Analysis of Repeated Measures Data of Iraqi Awassi Lambs Using Mixed Model
Firas Rashad Al-Samarai^{1}, Fatten Ahmed Mohammed^{2}, Falah Hamed Al-Zaidi^{2}, Abbas Fawzy Al-Kalisy^{1}
^{1}Department of Veterinary Public Health, College of Veterinary Medicine, University of Baghdad, Baghdad, Iraq
^{2}Department of Veterinary and Animal Resource, Directorate of Baghdad Agriculture, Ministry of Agriculture, Baghdad, Iraq
Email address:
To cite this article:
Firas Rashad Al-Samarai, Fatten Ahmed Mohammed, Falah Hamed Al-Zaidi, Abbas Fawzy Al-Kalisy. Analysis of Repeated Measures Data of Iraqi Awassi Lambs Using Mixed Model.American Journal of Applied Scientific Research.Vol.1, No. 2, 2015, pp. 18-26. doi: 10.11648/j.ajasr.20150102.13
Abstract: In this study, repeated records of body-weight of Awassi lambs were considered for analysis. Records included up to five ‘repeated records’ of body-weight per lamb, measured between birth weight and 4th month of age, were used in the analysis. Most statistical approaches in such data are based on analysis of variance (ANOVA).
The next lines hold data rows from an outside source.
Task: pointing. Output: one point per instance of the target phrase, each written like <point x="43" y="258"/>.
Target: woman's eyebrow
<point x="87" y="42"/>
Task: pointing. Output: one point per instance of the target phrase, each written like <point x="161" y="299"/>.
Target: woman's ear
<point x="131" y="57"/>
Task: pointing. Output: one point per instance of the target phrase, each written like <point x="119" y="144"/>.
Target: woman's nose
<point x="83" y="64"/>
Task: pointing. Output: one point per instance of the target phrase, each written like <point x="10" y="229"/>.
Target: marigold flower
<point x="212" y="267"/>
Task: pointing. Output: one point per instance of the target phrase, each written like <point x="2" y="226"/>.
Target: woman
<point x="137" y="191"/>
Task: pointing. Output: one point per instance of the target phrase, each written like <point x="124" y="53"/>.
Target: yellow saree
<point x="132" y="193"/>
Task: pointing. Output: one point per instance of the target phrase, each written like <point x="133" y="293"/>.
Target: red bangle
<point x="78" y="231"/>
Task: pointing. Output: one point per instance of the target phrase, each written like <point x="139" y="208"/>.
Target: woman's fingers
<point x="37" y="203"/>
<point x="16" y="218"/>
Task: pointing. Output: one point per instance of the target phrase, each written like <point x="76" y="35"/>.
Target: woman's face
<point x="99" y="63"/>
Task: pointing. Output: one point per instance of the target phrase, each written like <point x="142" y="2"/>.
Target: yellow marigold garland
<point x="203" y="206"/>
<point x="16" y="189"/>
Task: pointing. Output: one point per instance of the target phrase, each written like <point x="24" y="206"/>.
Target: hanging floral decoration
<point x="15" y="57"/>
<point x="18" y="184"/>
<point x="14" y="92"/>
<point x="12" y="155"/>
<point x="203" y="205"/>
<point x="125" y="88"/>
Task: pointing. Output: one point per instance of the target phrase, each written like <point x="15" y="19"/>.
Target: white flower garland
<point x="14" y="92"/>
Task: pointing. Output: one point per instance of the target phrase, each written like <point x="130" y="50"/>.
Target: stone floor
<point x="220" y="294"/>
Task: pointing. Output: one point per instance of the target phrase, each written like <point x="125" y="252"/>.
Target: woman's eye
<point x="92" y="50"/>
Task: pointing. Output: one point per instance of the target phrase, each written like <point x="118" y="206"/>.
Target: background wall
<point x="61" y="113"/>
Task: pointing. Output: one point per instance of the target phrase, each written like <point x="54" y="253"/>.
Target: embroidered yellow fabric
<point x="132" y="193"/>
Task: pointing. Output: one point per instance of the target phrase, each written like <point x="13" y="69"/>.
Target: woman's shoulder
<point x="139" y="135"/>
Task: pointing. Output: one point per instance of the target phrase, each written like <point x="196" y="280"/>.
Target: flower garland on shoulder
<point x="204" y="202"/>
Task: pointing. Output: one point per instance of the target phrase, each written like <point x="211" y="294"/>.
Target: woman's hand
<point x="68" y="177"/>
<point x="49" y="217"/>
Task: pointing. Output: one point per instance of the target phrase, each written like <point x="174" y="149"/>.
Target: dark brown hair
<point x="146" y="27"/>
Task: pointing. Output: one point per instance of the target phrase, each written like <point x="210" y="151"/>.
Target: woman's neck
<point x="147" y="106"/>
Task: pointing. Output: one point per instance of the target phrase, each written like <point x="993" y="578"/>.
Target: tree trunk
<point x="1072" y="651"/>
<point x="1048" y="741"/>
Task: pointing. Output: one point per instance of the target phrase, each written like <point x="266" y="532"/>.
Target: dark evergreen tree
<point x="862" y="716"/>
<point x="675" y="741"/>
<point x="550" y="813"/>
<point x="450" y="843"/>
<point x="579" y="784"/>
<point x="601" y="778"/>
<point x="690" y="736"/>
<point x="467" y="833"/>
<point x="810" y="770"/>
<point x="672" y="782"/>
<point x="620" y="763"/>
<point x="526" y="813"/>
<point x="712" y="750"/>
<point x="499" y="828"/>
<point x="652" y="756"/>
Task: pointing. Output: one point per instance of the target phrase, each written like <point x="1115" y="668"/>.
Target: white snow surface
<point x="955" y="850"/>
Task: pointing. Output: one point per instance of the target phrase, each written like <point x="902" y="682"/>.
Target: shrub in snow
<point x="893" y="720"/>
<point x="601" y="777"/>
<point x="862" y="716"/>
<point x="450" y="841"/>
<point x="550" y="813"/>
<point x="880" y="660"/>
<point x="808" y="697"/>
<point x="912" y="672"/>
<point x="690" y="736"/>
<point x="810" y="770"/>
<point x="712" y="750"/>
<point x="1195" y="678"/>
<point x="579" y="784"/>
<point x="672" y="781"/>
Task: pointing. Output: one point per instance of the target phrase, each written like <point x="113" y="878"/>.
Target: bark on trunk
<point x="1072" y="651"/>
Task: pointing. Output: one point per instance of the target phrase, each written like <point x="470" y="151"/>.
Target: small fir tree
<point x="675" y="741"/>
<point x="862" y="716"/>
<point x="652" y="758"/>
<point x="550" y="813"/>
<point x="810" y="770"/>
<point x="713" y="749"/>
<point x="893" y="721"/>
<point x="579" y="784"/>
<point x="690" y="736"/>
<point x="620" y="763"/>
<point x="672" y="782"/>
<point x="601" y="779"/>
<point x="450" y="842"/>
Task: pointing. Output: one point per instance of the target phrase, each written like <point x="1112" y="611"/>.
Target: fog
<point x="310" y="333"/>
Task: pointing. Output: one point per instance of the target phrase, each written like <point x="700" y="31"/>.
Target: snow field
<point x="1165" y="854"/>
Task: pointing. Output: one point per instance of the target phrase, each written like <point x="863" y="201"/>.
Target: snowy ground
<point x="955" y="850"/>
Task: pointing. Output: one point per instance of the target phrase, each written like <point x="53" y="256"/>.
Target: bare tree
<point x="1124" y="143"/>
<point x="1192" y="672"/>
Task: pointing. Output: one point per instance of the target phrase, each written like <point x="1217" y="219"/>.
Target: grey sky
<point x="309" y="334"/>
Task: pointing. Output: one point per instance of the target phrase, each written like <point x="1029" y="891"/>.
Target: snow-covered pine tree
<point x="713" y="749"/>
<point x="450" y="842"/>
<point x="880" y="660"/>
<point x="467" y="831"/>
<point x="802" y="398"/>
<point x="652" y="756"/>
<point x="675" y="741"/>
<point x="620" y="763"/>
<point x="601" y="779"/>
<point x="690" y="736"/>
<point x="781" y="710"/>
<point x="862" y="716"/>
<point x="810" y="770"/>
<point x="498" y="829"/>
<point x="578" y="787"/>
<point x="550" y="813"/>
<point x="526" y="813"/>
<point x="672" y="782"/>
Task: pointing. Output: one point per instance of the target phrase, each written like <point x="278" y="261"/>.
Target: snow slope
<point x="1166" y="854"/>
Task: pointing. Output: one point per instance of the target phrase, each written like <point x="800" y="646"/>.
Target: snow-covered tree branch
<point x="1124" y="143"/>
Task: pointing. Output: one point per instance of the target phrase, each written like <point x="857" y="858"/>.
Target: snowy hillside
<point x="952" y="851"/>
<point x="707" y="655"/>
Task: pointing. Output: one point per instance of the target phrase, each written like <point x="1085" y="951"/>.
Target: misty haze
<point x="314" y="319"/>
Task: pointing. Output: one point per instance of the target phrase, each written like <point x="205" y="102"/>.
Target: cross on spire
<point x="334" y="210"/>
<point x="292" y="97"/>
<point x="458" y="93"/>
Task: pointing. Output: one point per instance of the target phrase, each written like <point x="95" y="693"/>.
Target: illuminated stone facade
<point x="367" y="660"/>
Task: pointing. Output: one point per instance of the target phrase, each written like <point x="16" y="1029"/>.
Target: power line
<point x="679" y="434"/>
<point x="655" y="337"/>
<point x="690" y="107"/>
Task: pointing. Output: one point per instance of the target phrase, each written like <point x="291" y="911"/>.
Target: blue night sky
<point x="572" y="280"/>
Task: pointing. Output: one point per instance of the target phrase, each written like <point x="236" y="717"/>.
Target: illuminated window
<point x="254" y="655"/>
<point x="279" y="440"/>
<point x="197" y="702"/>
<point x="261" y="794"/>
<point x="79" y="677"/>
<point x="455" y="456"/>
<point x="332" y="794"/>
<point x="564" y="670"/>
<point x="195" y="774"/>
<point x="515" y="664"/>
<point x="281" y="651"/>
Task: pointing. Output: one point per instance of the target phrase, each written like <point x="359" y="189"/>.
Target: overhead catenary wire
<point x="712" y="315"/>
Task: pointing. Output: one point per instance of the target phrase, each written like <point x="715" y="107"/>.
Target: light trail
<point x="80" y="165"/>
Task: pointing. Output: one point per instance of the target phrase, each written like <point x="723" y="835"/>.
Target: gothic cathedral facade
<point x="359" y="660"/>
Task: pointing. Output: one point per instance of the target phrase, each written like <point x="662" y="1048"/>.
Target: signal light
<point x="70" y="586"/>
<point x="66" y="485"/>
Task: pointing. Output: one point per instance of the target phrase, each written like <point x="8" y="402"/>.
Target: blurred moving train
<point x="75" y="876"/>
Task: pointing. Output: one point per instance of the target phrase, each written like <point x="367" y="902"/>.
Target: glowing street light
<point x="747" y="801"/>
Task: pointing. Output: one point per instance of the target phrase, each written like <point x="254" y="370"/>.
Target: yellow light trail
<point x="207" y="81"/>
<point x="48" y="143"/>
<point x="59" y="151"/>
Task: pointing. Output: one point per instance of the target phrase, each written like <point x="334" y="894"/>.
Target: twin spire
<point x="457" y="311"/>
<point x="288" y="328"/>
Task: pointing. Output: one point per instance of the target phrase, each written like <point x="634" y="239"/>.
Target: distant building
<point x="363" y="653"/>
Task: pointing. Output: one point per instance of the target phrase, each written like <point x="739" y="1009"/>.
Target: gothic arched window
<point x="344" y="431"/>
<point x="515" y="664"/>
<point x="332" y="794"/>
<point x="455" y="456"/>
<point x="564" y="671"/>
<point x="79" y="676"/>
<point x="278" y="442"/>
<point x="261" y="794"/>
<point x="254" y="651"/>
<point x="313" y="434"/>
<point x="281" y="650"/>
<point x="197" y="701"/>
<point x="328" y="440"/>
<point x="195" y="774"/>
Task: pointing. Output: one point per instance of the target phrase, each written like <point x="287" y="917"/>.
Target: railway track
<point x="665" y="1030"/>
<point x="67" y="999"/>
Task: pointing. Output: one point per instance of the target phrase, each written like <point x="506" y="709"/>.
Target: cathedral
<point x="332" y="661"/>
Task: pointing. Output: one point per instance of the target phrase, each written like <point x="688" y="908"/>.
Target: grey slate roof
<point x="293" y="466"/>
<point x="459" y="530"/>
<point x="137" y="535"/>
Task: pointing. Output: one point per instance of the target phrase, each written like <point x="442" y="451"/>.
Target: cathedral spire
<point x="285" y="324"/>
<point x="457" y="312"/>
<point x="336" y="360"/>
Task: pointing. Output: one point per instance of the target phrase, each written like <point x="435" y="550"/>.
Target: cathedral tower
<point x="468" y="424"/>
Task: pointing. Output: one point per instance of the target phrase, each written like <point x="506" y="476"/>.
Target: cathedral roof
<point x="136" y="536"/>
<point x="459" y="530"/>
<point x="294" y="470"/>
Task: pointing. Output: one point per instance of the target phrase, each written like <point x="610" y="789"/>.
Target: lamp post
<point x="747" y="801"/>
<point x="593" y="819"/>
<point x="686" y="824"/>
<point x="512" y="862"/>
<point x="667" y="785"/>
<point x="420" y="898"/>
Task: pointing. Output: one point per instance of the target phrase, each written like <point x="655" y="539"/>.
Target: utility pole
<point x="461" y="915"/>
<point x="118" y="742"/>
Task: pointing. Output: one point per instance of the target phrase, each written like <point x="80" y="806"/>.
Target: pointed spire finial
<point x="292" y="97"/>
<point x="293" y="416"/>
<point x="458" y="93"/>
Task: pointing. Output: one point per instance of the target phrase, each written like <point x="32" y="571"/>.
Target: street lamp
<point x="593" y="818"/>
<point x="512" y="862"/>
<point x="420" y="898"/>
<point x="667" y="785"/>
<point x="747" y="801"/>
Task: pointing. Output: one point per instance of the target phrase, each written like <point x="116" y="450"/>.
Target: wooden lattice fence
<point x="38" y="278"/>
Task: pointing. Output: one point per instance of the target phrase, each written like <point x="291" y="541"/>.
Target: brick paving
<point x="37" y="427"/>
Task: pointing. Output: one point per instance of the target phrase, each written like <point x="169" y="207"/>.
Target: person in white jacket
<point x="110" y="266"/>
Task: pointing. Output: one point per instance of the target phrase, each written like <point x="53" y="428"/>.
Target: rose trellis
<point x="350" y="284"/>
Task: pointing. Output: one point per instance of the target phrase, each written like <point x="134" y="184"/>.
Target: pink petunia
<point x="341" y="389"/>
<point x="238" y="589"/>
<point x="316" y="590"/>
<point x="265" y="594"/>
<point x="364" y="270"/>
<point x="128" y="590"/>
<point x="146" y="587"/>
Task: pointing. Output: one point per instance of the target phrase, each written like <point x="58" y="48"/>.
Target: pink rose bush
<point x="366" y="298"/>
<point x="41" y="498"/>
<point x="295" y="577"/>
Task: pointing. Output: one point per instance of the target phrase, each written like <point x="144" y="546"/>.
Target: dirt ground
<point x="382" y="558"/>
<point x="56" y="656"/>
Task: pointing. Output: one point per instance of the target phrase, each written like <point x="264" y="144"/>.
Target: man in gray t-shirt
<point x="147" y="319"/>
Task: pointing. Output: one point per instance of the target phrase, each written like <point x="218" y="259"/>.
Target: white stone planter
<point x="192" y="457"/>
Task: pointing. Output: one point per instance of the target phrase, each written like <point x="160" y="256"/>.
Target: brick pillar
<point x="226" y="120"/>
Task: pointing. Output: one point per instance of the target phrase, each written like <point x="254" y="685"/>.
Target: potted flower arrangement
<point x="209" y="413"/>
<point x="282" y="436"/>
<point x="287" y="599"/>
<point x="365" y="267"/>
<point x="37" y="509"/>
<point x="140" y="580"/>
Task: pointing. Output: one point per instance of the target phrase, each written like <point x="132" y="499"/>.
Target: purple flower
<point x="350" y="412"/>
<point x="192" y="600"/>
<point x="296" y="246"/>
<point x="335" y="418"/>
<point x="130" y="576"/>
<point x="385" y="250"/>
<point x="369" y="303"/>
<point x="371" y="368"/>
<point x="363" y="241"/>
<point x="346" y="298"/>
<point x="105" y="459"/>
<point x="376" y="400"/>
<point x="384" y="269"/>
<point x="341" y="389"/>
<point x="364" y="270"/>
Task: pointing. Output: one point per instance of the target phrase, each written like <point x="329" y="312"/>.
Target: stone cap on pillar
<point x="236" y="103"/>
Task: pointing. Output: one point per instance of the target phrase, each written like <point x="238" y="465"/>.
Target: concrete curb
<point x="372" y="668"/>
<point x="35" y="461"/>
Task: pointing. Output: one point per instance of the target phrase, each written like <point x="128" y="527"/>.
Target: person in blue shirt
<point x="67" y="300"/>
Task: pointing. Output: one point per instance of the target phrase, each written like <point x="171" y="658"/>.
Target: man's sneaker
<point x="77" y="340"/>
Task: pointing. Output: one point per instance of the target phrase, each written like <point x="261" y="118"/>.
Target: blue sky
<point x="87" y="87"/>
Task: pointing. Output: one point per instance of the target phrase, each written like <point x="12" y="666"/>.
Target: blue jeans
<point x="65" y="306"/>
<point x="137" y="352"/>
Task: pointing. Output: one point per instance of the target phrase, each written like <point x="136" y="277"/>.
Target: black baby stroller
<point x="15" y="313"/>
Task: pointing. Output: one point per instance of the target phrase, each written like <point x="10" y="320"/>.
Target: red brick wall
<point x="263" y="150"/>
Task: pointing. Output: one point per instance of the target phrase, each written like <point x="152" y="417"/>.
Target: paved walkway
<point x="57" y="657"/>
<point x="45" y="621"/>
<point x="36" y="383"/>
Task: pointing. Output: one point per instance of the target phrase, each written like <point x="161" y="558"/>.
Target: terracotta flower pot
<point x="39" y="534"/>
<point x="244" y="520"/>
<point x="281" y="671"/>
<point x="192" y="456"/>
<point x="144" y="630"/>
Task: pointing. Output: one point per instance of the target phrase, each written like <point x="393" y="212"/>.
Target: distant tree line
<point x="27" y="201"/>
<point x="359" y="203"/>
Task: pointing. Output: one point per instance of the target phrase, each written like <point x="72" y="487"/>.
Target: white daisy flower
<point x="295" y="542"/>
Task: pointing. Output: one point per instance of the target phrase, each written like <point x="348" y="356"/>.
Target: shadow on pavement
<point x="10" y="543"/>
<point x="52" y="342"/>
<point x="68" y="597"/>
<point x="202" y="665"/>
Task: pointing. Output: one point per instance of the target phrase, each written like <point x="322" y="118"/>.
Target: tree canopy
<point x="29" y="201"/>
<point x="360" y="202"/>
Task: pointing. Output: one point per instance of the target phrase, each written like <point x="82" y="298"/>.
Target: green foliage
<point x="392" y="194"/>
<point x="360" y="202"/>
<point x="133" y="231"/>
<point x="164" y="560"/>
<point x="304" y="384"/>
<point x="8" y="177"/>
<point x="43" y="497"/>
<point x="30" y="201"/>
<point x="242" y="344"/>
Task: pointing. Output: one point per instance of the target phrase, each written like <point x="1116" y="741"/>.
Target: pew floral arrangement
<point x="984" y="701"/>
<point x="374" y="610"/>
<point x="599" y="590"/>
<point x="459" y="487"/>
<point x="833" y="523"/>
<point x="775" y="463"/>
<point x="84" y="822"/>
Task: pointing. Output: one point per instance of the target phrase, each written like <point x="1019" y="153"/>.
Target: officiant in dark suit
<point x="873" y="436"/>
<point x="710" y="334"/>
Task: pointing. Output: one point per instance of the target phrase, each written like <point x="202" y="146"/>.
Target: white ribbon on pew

However, the assumption that datum are independent is usually violated since several measures are performed on the same subject. As a result, standard regression and ANOVA may produce invalid results of repeated measures data because they require mathematical assumptions that were inconsistent with repeated data. The newest approach to analyzing of the repeated measurements is a mixed-model analysis. Advocates of this approach claimed that it provides the "best" approach to the analysis of repeated measurements. Therefore, the objective of the study was to investigate the effect of flock on growth performance of Awassi lambs using the mixed model. Three models was used: the first model consist of the effect of flock, time and flock by time interaction, the second model includes the same factors besides the quadratic effect of time, and the third model includes all factors in second model besides the time by time by flock interaction. Results revealed that the third model was better than other models and the effect of all factors on body weight of lambs was significant (P< 0.05) except the effect of flock, which was non-significant.
Keywords: Awassi, Growth Performance, Repeated ANOVA, Mixed Model
1. Introduction
Sheep are efficient converters of unutilized poor quality grass and crop residues into meat (Kebede and Gebretsadik 2010). The rise in demand along with the price of sheep meat increased the interesting of researchers in reproductive performance and growth rate of sheep. In animal growth studies, body weight measurements, which are good indicators of growth rate, is often measured in the same animal at various ages (time points) such as weekly/monthly resulting in longitudinal growth data (Ganesan et al., 2014). Most statistical approaches in experiments of such data are based on analysis of variance (ANOVA). However, the assumption that data are independent is usually violated since several measures are performed on the same subject (repeated measures). As a result, standard regression and ANOVA may produce invalid results of repeated measures data because they require mathematical assumptions that do not consistent with these data (Lal, 2010).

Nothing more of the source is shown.